Sudden high demand for data labeling gave rise to a host of new labeling services. Estimated to reach $8.22 billion by 2028, what’s referred to as the “data annotation” market offers a number of services to scale, with the aim of making the process increasingly quick and affordable. They include Toloka, Scale, Mighty AI, Appen, Cloud Factory, Amazon’s Mechanical Turk and many others. Yandex Self-Driving Group, for example, used Toloka to collect data in an expedited manner, saving multiple millions of dollars on its annotation. By now Yandex’s driverless cars have traveled more than 10.5 million miles.
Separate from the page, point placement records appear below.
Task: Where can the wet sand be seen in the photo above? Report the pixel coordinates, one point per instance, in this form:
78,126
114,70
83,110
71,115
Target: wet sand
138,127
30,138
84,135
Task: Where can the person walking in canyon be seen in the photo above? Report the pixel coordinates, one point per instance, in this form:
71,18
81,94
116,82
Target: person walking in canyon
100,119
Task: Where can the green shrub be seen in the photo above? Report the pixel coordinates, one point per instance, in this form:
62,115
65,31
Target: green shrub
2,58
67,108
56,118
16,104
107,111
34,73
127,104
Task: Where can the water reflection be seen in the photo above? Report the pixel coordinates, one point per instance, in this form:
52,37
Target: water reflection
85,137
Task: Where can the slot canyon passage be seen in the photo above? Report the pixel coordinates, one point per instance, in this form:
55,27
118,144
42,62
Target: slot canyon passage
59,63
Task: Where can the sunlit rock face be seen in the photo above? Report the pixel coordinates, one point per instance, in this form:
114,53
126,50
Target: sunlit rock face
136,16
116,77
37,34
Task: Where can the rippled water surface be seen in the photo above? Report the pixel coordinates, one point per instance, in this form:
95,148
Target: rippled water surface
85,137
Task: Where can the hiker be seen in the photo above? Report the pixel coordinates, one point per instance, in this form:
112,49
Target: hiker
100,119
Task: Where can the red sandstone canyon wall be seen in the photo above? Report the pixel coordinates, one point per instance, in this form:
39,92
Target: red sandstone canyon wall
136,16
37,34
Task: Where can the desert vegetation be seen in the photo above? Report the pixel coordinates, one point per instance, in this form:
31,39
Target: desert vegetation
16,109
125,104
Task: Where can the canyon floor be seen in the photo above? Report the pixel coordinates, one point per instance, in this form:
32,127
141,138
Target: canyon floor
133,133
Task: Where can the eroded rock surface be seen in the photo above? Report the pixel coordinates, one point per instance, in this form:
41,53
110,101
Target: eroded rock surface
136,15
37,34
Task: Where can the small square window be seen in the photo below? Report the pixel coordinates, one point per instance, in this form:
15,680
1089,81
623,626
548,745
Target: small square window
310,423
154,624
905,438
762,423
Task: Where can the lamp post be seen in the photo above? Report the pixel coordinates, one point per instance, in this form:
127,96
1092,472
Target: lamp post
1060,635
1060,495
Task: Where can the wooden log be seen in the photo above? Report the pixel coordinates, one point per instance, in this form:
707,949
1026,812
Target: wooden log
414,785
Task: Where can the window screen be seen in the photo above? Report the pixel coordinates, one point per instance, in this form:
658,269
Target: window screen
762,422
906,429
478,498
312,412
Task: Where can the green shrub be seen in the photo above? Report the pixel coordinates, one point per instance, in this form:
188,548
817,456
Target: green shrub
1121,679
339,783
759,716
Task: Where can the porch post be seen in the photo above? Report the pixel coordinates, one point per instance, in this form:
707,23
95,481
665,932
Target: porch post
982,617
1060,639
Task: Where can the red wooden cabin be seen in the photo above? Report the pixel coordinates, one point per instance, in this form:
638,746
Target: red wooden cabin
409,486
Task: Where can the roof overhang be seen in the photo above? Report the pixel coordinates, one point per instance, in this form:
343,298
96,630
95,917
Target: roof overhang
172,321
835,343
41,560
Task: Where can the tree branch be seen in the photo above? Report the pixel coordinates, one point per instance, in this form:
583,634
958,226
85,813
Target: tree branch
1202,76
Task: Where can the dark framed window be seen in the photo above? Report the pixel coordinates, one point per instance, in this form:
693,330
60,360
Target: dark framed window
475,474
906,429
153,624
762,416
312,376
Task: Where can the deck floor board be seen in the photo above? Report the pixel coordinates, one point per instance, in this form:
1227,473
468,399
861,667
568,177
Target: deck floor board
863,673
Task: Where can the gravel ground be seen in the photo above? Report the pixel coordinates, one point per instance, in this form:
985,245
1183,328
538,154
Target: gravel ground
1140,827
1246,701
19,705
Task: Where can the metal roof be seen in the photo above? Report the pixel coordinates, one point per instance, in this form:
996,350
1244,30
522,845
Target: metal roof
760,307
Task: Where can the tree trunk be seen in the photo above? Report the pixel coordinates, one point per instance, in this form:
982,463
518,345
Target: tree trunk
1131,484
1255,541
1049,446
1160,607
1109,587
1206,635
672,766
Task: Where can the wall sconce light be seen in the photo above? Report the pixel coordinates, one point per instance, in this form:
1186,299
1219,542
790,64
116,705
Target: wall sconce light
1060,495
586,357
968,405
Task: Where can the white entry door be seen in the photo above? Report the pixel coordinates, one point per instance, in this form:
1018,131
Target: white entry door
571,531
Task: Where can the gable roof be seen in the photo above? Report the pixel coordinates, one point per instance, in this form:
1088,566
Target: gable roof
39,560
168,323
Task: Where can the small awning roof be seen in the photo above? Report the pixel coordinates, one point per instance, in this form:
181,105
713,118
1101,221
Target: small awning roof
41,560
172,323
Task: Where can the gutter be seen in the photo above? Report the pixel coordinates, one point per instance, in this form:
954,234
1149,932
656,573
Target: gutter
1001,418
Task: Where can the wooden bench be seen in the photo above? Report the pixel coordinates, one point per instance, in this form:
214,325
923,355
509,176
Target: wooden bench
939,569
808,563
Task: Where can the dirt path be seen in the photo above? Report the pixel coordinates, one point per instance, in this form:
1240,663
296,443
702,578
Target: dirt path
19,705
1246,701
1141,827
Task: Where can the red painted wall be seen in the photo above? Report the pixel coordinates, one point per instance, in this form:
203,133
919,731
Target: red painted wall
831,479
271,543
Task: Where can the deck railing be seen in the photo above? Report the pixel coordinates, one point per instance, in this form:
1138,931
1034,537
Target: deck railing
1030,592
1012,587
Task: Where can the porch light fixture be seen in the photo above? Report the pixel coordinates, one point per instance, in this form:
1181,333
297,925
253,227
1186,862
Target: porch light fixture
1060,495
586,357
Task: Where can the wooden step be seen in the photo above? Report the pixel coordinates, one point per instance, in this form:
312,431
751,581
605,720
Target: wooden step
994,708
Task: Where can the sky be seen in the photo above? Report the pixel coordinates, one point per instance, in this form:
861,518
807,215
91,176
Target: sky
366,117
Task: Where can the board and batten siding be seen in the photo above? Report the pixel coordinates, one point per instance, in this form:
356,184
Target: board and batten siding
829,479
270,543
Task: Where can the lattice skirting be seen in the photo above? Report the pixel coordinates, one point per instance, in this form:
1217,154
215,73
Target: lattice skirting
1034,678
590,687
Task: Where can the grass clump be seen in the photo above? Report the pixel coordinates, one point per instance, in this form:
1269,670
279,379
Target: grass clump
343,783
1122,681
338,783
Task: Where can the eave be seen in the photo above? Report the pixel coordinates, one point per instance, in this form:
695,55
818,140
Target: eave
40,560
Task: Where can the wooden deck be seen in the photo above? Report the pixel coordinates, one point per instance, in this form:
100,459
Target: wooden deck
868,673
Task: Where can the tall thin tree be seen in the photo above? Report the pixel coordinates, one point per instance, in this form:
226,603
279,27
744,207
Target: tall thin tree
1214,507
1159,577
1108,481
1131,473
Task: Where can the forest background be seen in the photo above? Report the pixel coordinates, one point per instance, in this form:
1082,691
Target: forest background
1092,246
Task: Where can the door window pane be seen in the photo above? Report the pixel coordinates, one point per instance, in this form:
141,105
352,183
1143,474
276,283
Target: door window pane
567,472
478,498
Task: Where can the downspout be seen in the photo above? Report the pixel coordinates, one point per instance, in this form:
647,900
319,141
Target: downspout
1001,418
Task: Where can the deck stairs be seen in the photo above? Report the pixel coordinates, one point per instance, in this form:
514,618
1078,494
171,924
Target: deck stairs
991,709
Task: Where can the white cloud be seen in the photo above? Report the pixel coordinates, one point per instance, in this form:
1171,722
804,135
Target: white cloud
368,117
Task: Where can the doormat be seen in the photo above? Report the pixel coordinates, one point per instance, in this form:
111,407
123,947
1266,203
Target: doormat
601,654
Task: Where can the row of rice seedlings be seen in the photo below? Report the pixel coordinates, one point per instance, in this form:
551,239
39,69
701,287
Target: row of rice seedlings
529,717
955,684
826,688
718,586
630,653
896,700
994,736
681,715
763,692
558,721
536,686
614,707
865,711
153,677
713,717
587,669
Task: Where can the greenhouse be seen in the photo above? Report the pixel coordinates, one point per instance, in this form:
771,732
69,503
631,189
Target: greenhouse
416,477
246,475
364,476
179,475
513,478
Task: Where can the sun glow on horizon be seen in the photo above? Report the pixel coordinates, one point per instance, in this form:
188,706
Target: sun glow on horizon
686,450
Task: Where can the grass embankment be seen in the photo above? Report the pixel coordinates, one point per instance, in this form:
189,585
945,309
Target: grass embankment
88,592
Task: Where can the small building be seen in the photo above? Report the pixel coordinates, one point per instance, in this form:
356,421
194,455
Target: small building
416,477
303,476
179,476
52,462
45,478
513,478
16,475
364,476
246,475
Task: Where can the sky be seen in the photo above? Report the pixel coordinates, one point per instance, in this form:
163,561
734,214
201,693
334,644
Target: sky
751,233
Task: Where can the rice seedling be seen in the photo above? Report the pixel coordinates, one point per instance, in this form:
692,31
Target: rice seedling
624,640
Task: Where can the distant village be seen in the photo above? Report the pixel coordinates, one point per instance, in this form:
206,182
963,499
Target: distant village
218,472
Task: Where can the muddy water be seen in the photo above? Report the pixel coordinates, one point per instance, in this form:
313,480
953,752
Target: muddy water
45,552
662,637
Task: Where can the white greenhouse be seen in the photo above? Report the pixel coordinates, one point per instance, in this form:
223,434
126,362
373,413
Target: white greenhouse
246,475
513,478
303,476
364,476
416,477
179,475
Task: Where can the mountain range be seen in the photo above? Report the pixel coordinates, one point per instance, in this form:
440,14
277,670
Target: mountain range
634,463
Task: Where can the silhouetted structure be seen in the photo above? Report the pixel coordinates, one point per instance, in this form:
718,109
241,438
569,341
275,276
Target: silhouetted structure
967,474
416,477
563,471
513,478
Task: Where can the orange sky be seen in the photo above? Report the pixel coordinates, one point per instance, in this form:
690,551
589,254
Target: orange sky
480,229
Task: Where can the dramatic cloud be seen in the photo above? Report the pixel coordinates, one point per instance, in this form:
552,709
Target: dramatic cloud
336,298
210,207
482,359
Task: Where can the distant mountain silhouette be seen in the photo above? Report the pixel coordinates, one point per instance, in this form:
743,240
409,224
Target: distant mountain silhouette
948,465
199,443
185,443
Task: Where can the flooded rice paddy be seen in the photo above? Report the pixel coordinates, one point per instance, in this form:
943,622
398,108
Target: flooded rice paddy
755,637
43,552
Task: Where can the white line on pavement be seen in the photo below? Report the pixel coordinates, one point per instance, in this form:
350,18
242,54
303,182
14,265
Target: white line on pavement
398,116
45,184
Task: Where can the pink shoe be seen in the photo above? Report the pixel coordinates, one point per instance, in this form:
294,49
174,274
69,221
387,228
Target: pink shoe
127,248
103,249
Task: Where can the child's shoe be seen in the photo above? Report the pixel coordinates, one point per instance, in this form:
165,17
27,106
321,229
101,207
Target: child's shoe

Another such company is Scale, a San Francisco-based startup that has created significant buzz in Silicon Valley. In 2018, the company secured $18 million to label raw data from clients such as Lyft, General Motors, Zoox, Voyage, nuTonomy and Embark. Scale’s mission is to improve built-in AIs by reviewing images, radar, and lidar data from cars alongside other sensor data to better identify objects on the road, including pedestrians and cyclists.

How mainstream will self-driving become?

Although self-driving technology is making enormous leaps forward, admittedly, it needs a lot more data to go mainstream. Despite launching driverless taxis in San Francisco and floating the idea of expanding to trucking, logistics and personal vehicles, Waymo is still putting a driver behind the steering wheel —a legal requirement as well as an acknowledgment that this technology is in the early stages of development. Yandex Self-Driving Group, meanwhile, is gearing up to launch an unmanned taxi program in Moscow this winter, making it possible to ride a robotic vehicle within certain areas.

Ultimately, much depends on building stable pipeline systems with automated quality control. If they become ubiquitous, this burgeoning industry could become commonplace in as few as ten years.